The project goal was to design and build a home-made computer system using the VHDL language and an FPGA chip. Designing one that is compatible with an existing machine avoids the need to write and debug lots of software, and write lots of documentation on how to program it. The ROM, RAM, and CPU were kept external for reasons of efficiency, and analogue circuitry of course. Everything else fits within the FPGA.
This project has had a lot of features done, and so I feel it is okay to put details on the web. It is making progress in bursts as I find time to do it. Most of the complexity lay in cloning the 6847 video chip.
This board only exists to hold the ROM, RAM, CPU and some video components. The bulk of the project is implemented inside the FPGA of a BurchEd B5 board, which plugs into it. You can see the date code on the 6502A chip is 8251, making it over 21 years old, but this CPU is still sold by Western Design Centre in speeds up to 14 MHz. I have some parts date coded 0250 and 0251, i.e. 20 years later.
The project currently has 8K of firmware inside the FPGA, so the Flash ROM is not used yet. The CPU could be put inside as well, so a minimal version would need just the RAM chip!
The prototype originally used a real NMOS 6502A CPU, because implementing it inside the FPGA adds to the experimentation cycle time. During development, I wanted to test my design with a known-correct CPU. The 6502 is still readily available and cheap, and uses silicon more efficiently than an FPGA implementation. However, FPGA implementation means you can dispense with finding a 6502 chip, 40-pin socket and soldering. Also, lower radiated noise higher CPU clock rates may be possible since the CPU does not have to drive PCB wiring capacitance. Real 6502 chips run from 5V, while FPGA chips can runs as low as 1.8V for lowest power and high speed.

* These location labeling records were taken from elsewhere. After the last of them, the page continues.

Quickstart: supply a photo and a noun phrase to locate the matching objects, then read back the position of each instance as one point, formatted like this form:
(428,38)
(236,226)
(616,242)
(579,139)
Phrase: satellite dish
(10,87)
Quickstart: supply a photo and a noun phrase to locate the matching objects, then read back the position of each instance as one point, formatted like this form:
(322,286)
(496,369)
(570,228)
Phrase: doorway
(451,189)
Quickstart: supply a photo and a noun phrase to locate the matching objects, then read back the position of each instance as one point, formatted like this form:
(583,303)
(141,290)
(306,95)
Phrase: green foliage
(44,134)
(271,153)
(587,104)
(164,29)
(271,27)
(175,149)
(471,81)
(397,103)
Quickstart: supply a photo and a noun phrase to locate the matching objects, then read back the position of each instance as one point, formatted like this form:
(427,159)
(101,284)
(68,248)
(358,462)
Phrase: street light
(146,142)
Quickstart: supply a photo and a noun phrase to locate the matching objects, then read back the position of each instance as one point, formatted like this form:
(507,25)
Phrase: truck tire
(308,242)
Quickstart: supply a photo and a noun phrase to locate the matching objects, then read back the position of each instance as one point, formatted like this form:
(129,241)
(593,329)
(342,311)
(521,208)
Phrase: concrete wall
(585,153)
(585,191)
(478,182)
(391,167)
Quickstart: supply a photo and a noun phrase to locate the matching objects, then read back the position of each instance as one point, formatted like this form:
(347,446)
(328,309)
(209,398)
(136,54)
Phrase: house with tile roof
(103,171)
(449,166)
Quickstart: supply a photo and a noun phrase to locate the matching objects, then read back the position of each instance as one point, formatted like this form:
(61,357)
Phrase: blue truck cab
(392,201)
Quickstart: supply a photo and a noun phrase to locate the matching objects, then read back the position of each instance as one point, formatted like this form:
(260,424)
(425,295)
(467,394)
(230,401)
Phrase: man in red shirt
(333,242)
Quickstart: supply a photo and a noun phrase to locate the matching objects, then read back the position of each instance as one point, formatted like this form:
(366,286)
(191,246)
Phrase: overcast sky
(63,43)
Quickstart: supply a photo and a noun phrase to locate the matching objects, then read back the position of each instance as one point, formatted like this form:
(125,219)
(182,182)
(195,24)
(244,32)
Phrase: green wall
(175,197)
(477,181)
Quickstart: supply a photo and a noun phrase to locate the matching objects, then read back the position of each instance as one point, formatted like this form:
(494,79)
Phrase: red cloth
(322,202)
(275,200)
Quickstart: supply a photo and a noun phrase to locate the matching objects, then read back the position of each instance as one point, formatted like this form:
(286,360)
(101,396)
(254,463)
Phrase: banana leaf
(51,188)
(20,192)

I recently received a shipment of CMOS W65C02S, W65C816S, and W65C22S parts in both DIP40 and PLCC44 packages thanks to Mike Naberezny. It is important to verify these chips work in this design, because they are the only type of 6502 being manufactured these days. There are some issues to address, such as minor pinout differences that may prevent simple part swapping. The logic signal levels may also be an issue. The FPGA is rated to 3V3, and has clamping diodes so that pins can be driven from 5V signals through a 100R series resistor which limits the clamping current. NMOS logic is roughly the same as 7400 series TTL, so logic high would be about 2V7 max. CMOS pins may exceed this, and if so then 100R resistors will need to be fitted. Alternatively the CPU VCC could be lowered to 3V3. The Flash ROM chip is currently a 5V VCC part and could theoretically drive the CMOS CPU data bus to 5V VCC, but the FPGA has survived till now so the 65C02 may do as well. The max CPU speed is declines as VCC is lowered. The parts I have are marked -14 (i.e. 14 MHz at 3V3 VCC), and the data sheet suggests this rises to 20 MHz with 5V VCC. It may be wise to use 100R resistors by default, to be cautious and to allow the CPU to run from 5V without damaging the FPGA.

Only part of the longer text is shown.